AIDS’in hangi yollardan bulaştığına dair önemli bilgiler veren Prof. Dr. Mehmet Faruk Geyik, AIDS’in tokalaşmakla, sarılmakla, öksürükle, hapşırıkla, aynı ortamda bulunmakla, sivrisinek ısırığıyla, gözle görünür yara veya kan içermedikçe tükürükle ve terle bulaşmadığının altını çizdi. Prof. Dr. Geyik, “HIV toplumda korkulduğu kadar çok bulaşıcı değildir. Esas bulaşma; kan ve kan ürünlerinin kullanımıyla, ortak enjektör kullanımıyla, organ nakliyle, korunmasız cinsel ilişkiyle, plasental geçişle, doğumla ya da anne sütüyle bebeğe bulaşabilir. HIV hassas bir virüstür, dış ortamda kısa sürede bulaştırıcı özelliğini kaybeder” şeklinde konuştu.
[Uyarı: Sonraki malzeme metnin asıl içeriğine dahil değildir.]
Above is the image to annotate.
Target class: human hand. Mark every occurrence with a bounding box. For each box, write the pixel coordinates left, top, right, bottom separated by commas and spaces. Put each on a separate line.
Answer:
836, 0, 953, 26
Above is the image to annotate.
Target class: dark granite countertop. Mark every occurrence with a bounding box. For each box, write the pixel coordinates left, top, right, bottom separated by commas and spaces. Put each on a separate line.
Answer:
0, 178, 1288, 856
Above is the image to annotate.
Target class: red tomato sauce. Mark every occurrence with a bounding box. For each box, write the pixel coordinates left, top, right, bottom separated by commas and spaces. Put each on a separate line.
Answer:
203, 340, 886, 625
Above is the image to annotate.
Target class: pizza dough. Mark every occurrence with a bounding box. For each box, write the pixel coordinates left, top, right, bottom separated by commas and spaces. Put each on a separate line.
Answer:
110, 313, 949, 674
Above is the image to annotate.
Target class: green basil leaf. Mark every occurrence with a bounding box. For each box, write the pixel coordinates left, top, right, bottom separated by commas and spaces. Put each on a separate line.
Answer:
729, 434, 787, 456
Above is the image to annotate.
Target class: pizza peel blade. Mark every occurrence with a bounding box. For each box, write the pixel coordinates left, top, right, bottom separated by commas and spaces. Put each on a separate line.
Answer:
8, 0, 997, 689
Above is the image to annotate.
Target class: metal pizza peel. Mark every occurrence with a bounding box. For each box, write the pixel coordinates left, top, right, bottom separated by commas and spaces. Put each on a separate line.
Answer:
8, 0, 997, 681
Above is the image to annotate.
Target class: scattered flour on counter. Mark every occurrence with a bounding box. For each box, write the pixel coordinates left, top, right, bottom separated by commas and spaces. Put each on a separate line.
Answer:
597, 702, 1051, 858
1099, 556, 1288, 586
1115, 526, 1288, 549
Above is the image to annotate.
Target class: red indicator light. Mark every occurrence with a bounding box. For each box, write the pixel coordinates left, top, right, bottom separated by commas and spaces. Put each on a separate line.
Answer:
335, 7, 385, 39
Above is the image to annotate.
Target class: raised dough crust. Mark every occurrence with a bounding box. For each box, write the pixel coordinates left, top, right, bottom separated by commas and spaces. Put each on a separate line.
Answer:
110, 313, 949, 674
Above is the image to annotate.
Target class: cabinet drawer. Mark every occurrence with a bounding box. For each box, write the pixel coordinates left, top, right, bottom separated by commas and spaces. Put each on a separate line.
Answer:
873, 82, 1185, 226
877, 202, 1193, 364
AIDS ya da daha doğru bir tanımla HIV testinin, kan bankaları başta olmak üzere birçok sağlık merkezinde yapılabildiğini belirten Prof. Dr. Geyik, diğer tanı testlerinden farklılığını; gönüllülük esasına dayanılarak kişilerin onayıyla bakılan, gizlilik kuralları içinde yapılan bir test şeklinde açıkladı. Tanıda genelde iki aşamalı bir yaklaşım olduğunu söyleyen Prof. Dr. Mehmet Faruk Geyik, önce tarama testinin yapıldığını, tarama testinde pozitif çıkan vakalara ikinci olarak doğrulama testi yapılarak tanıya gidildiğini ifade etti.

KORUYUCU BİR AŞISI YOK

AIDS için şu anda kullanılabilecek koruyucu bir aşının mevcut olmadığını söyleyen Prof. Dr. Mehmet Faruk Geyik, “Erken tanı alan hastalarda erken başlanan tedavi yüz güldürücüdür. Hastalık tedaviyle ölümcül olmamakla beraber kronik bir hastalıktır. Tedavi ömür boyudur. Hastalıktan tam olarak kurtulmak mümkün olmasa da kötü seyir günümüzde kullanılan etkili tedavilerle düzeltilebilir” dedi.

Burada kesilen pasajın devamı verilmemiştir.